A Peruvian official asked if "phase 3" was authorized, and the CIA official replied asking if he was "sure it's a bandido". The Peruvian official replied in the affirmative, and the CIA officer responded, "If you're sure." The CIA pilot said, "This is bullshit" and "I think we're making a mistake." The second CIA officer said, "I agree with you." The Cessna A-37B approached, at which point the pilot of the Bowers's plane made contact with the Iquitos control tower, noting that the FAP had shown up, and that he was not sure what they wanted.

In the confusion, the CIA pilot noted that the pilot of the Bowers's plane was in contact with the tower, but at 15:55 the A-37B opened fire with a minigun. The pilot can be heard yelling, "They're killing me! They're killing us!" The CIA officer said, "Tell them to terminate!" and another officer was heard saying "No! Don't shoot! No más! [No more!]" The plane was on fire, and the CIA observed it crash into the Amazon River, in the Pebas District, and turn upside down.

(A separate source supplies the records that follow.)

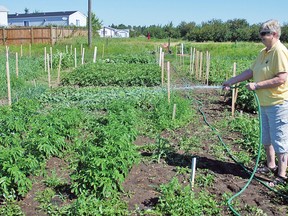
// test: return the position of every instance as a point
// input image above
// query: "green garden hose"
(235, 160)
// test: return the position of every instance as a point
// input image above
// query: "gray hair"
(272, 25)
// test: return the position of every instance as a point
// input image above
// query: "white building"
(112, 32)
(63, 18)
(3, 16)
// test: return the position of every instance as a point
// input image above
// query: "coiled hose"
(235, 160)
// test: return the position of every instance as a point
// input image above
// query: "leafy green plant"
(179, 200)
(103, 74)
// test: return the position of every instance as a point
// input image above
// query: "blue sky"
(161, 12)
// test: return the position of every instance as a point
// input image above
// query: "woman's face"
(266, 36)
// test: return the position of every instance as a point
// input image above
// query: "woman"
(269, 73)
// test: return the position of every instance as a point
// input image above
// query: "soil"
(144, 179)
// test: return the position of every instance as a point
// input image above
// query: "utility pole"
(89, 24)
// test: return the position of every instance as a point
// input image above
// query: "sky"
(161, 12)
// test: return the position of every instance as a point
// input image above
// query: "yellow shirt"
(266, 66)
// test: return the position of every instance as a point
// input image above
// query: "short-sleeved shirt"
(266, 66)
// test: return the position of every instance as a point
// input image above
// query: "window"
(26, 23)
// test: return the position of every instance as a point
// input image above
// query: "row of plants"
(94, 129)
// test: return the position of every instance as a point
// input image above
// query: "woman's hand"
(251, 86)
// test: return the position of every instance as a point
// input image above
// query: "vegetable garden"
(105, 141)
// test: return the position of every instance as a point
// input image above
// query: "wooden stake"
(160, 56)
(190, 66)
(233, 91)
(95, 54)
(51, 58)
(83, 54)
(207, 67)
(163, 68)
(49, 76)
(8, 83)
(168, 81)
(16, 66)
(201, 66)
(174, 112)
(59, 68)
(75, 58)
(197, 65)
(193, 61)
(30, 50)
(45, 58)
(193, 172)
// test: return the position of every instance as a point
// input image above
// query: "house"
(112, 32)
(64, 18)
(3, 16)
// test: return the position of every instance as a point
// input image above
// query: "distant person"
(269, 72)
(148, 36)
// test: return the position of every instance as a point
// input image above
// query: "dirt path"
(145, 177)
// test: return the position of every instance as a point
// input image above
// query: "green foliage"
(249, 128)
(10, 208)
(179, 200)
(105, 161)
(91, 205)
(102, 74)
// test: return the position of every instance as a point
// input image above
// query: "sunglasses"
(263, 33)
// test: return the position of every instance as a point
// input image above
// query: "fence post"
(51, 35)
(32, 35)
(3, 34)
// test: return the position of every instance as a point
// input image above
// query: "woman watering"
(269, 73)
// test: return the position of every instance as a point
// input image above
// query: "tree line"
(213, 30)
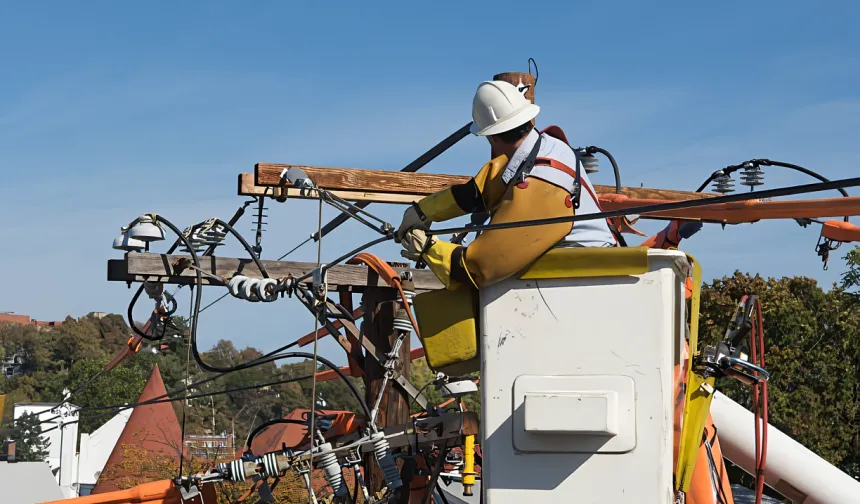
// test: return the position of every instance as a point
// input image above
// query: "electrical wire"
(114, 409)
(767, 162)
(660, 207)
(592, 149)
(317, 317)
(270, 423)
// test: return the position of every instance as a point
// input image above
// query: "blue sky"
(109, 109)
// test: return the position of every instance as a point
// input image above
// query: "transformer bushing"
(333, 474)
(386, 462)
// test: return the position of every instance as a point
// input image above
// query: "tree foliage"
(30, 445)
(812, 350)
(851, 278)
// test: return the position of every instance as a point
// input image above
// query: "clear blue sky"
(109, 109)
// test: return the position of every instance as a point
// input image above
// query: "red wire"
(759, 401)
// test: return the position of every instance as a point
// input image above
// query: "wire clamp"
(320, 285)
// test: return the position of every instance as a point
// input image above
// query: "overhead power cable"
(661, 207)
(412, 167)
(116, 408)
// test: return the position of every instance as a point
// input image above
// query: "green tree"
(30, 446)
(121, 385)
(812, 348)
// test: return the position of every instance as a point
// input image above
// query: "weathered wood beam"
(410, 185)
(137, 267)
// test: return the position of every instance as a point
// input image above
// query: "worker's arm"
(500, 253)
(476, 195)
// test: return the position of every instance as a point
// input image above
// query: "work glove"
(413, 243)
(412, 219)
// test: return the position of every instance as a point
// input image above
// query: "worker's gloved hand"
(413, 243)
(412, 219)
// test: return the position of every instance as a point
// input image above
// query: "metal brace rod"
(371, 349)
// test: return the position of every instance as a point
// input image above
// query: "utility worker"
(532, 175)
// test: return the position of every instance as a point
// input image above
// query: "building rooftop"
(27, 482)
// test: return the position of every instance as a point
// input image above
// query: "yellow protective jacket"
(500, 253)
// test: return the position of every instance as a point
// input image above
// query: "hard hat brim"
(508, 123)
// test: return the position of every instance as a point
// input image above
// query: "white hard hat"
(499, 106)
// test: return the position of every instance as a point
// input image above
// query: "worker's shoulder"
(556, 148)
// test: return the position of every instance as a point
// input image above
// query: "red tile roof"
(151, 430)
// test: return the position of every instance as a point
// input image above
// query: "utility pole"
(380, 305)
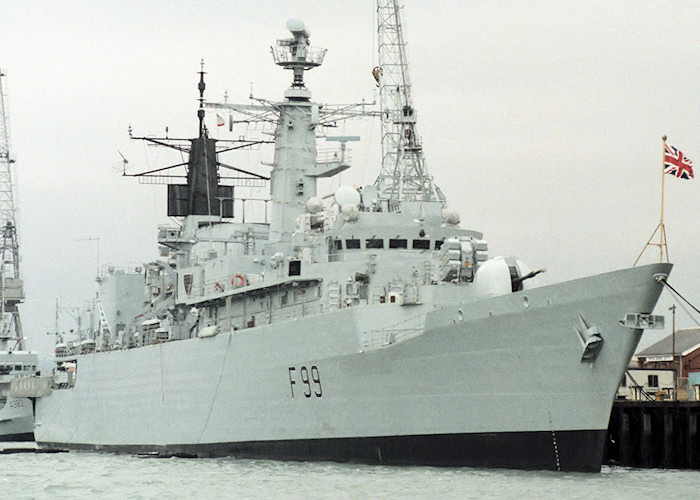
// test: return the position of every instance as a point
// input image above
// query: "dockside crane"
(11, 285)
(404, 175)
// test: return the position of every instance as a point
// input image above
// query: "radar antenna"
(404, 176)
(11, 286)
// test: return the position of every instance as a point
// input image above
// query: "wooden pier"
(661, 434)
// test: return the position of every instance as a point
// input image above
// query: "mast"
(11, 286)
(404, 175)
(206, 191)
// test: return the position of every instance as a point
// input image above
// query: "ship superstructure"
(16, 416)
(363, 324)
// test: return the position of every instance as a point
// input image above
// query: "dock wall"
(659, 434)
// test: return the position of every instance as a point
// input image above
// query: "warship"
(16, 413)
(358, 325)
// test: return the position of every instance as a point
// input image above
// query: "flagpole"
(662, 234)
(660, 228)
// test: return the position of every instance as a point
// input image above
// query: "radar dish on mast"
(345, 195)
(370, 195)
(296, 27)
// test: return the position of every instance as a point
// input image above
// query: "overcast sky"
(541, 121)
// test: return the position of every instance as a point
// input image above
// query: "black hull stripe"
(25, 436)
(558, 450)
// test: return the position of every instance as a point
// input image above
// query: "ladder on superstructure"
(404, 176)
(11, 286)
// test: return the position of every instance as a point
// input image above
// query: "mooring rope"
(676, 293)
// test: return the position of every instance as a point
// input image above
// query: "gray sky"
(541, 121)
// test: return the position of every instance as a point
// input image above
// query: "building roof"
(687, 340)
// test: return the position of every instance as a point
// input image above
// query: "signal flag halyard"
(676, 163)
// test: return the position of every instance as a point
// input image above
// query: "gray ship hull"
(16, 420)
(495, 382)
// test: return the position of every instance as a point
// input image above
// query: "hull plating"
(497, 382)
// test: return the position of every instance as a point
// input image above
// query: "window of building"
(421, 244)
(374, 243)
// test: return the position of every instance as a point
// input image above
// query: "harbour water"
(102, 475)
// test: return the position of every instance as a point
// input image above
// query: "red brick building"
(685, 358)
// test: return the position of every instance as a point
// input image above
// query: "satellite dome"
(350, 212)
(450, 216)
(345, 195)
(314, 205)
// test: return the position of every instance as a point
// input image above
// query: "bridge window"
(421, 244)
(398, 243)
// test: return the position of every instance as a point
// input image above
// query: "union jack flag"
(677, 164)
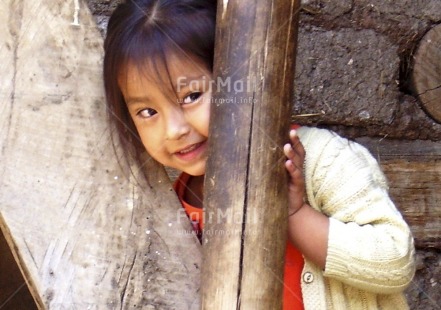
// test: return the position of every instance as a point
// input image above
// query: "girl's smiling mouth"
(192, 151)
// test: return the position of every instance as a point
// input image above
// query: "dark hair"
(141, 30)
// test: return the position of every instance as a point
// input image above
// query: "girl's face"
(173, 126)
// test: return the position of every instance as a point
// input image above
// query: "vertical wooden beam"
(245, 186)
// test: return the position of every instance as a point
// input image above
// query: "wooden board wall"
(82, 232)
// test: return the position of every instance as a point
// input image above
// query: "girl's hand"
(295, 154)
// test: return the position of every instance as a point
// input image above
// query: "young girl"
(349, 246)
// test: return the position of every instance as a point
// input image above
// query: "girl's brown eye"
(147, 113)
(192, 97)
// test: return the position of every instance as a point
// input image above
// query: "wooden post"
(84, 233)
(245, 186)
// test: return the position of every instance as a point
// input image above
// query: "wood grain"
(244, 243)
(85, 232)
(426, 72)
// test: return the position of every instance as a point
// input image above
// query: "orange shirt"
(292, 293)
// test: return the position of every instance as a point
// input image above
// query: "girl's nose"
(177, 125)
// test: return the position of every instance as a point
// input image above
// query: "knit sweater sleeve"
(370, 246)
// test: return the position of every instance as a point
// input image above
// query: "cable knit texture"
(370, 259)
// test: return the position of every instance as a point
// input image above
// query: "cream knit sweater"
(370, 258)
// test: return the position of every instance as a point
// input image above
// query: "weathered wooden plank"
(85, 232)
(413, 169)
(244, 240)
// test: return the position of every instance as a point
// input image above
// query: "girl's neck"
(194, 191)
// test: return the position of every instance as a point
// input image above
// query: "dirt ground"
(353, 65)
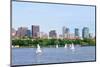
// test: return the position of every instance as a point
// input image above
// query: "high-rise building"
(76, 33)
(22, 31)
(43, 35)
(29, 33)
(35, 31)
(13, 32)
(53, 34)
(90, 35)
(85, 32)
(65, 32)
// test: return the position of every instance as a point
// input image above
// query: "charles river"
(24, 56)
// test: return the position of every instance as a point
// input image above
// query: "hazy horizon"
(53, 16)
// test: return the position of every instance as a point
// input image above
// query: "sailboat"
(38, 49)
(72, 46)
(65, 46)
(57, 46)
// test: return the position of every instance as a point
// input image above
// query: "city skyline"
(35, 32)
(53, 16)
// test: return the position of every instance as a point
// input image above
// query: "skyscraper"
(35, 31)
(53, 34)
(65, 32)
(76, 33)
(13, 32)
(85, 32)
(22, 31)
(29, 33)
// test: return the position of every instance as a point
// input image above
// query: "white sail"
(65, 46)
(72, 46)
(38, 49)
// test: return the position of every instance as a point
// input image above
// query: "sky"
(53, 16)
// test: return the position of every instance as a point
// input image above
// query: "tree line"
(51, 42)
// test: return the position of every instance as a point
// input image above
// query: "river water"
(24, 56)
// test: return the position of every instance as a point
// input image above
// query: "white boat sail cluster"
(38, 51)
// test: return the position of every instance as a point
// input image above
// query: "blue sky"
(53, 16)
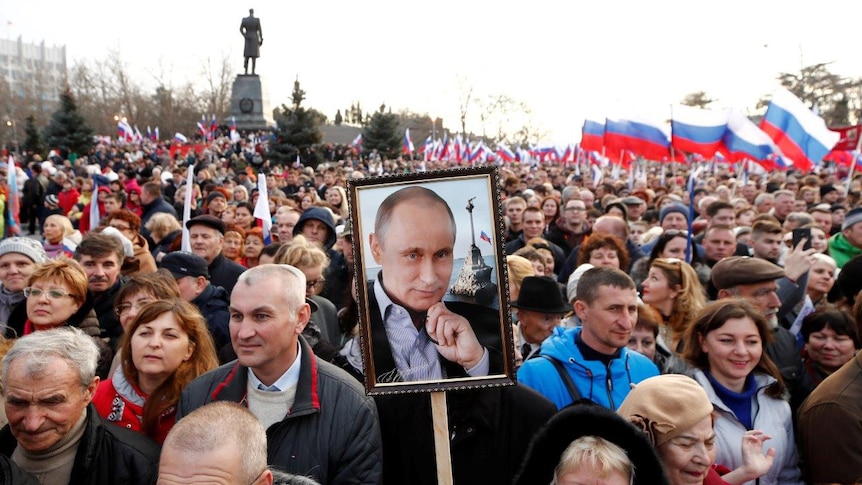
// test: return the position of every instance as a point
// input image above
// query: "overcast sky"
(565, 60)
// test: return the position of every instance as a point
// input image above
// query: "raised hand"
(454, 336)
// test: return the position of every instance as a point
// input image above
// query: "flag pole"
(853, 165)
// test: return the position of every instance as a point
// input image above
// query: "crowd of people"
(662, 334)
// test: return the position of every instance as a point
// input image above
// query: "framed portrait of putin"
(431, 281)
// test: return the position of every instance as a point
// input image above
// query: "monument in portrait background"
(249, 100)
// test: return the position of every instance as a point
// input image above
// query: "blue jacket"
(590, 376)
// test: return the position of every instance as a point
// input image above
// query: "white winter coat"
(770, 415)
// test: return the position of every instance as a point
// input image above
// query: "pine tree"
(297, 130)
(381, 134)
(68, 130)
(32, 138)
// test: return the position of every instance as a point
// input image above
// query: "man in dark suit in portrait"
(415, 335)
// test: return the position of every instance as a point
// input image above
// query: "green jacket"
(841, 250)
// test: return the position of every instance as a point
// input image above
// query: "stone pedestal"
(249, 103)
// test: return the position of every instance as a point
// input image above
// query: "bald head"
(611, 225)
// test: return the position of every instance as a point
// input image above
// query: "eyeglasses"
(315, 284)
(52, 294)
(124, 308)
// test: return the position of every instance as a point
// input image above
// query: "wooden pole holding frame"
(440, 417)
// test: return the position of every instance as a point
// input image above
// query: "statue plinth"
(249, 103)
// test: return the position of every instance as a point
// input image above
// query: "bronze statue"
(250, 29)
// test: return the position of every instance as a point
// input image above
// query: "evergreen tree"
(68, 130)
(297, 130)
(381, 134)
(32, 138)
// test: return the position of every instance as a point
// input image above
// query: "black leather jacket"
(107, 455)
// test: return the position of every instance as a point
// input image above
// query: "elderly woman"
(676, 415)
(19, 257)
(164, 229)
(312, 261)
(831, 339)
(240, 194)
(821, 279)
(166, 347)
(55, 293)
(726, 347)
(56, 230)
(129, 224)
(588, 444)
(139, 291)
(233, 247)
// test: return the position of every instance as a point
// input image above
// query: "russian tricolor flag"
(800, 134)
(743, 139)
(644, 138)
(593, 135)
(408, 143)
(505, 152)
(261, 209)
(697, 130)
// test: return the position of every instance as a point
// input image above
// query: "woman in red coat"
(165, 348)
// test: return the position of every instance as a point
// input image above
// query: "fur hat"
(541, 294)
(670, 208)
(588, 419)
(26, 246)
(852, 217)
(665, 406)
(743, 270)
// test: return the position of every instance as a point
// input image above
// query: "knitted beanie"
(666, 406)
(26, 246)
(852, 217)
(672, 208)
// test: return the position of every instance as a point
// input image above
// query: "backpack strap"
(564, 376)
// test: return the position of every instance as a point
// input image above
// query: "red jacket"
(125, 407)
(67, 199)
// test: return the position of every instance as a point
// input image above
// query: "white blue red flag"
(743, 139)
(696, 130)
(261, 209)
(408, 143)
(593, 135)
(505, 153)
(186, 244)
(13, 223)
(645, 138)
(801, 134)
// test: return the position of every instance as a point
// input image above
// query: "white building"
(33, 68)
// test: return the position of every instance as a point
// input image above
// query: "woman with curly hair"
(166, 347)
(604, 250)
(672, 288)
(726, 347)
(337, 198)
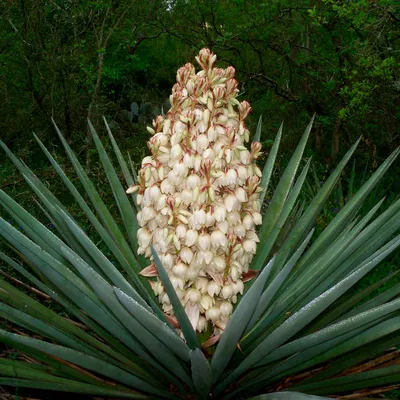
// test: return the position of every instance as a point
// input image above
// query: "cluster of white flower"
(198, 194)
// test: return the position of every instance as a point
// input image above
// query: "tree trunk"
(336, 139)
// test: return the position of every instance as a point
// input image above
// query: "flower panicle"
(198, 194)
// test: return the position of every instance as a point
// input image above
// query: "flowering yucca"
(199, 192)
(297, 329)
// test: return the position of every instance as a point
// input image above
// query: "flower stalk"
(198, 194)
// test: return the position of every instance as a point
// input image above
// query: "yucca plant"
(159, 308)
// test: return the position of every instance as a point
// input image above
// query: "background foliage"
(70, 60)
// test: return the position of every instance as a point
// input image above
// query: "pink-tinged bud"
(245, 157)
(220, 213)
(177, 282)
(197, 163)
(239, 230)
(180, 270)
(180, 231)
(132, 189)
(223, 226)
(218, 239)
(198, 194)
(201, 324)
(201, 284)
(166, 126)
(213, 288)
(219, 264)
(238, 287)
(204, 241)
(193, 295)
(234, 274)
(219, 93)
(202, 143)
(241, 194)
(252, 235)
(229, 72)
(167, 187)
(155, 193)
(210, 219)
(191, 237)
(176, 152)
(250, 246)
(213, 314)
(206, 302)
(231, 203)
(186, 255)
(233, 217)
(244, 109)
(199, 218)
(257, 217)
(226, 292)
(226, 309)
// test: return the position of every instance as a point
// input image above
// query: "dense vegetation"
(73, 60)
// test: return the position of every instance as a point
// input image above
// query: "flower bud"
(226, 309)
(213, 314)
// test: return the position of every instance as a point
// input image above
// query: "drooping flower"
(198, 193)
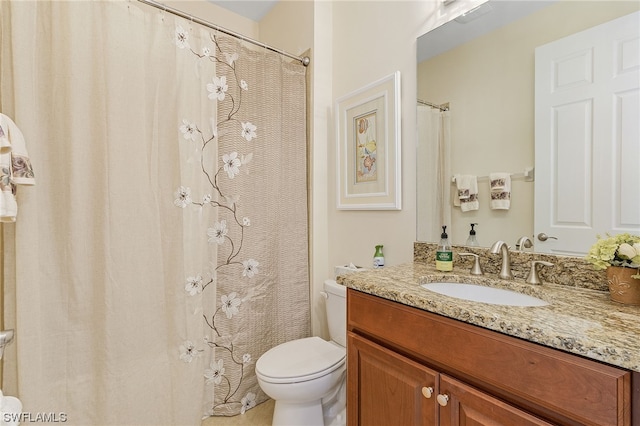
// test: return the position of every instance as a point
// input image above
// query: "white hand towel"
(467, 198)
(15, 167)
(500, 191)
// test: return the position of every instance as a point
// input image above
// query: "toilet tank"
(336, 307)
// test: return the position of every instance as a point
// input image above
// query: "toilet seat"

A CIA officer remarked on the recording that if the FAP had a helicopter in the area, that they should get it there to rescue the passengers. The CIA pilot observed a boat in the river attempting to rescue the plane's occupants, and one officer said, "Get good video of this." In the years since the shootdown, many have said that the CIA "ordered" the Peruvian Air Force to shoot down the plane, when this is not the case.

Bowers and her seven-month-old daughter were killed in the shootdown. The pilot, Kevin Donaldson, was shot in the leg but managed to land the plane. Roni's husband and her son were not injured.

==Aftermath==
After the event, the US government temporarily suspended the practice of advising foreign governments on shooting down planes over Peru and Colombia. It also paid compensation of $8 million to the Bowers family and the pilot. The program was discontinued in 2001.

According to a statement released by the CIA, its personnel had no authority either to direct or prohibit actions by the Peruvian government, and CIA officers did not shoot down any airplane. In the Bowers case, CIA personnel protested the identification of the missionary plane as a suspect drug trafficker.

A report by the Central Intelligence Agency Office of Inspector General found that the agency had obstructed inquiries into its involvement in the shooting. Pete Hoekstra (the highest ranking Republican on the United States House Permanent Select Committee on Intelligence), who published these findings in November 2008, criticized the CIA for the "needless" deaths.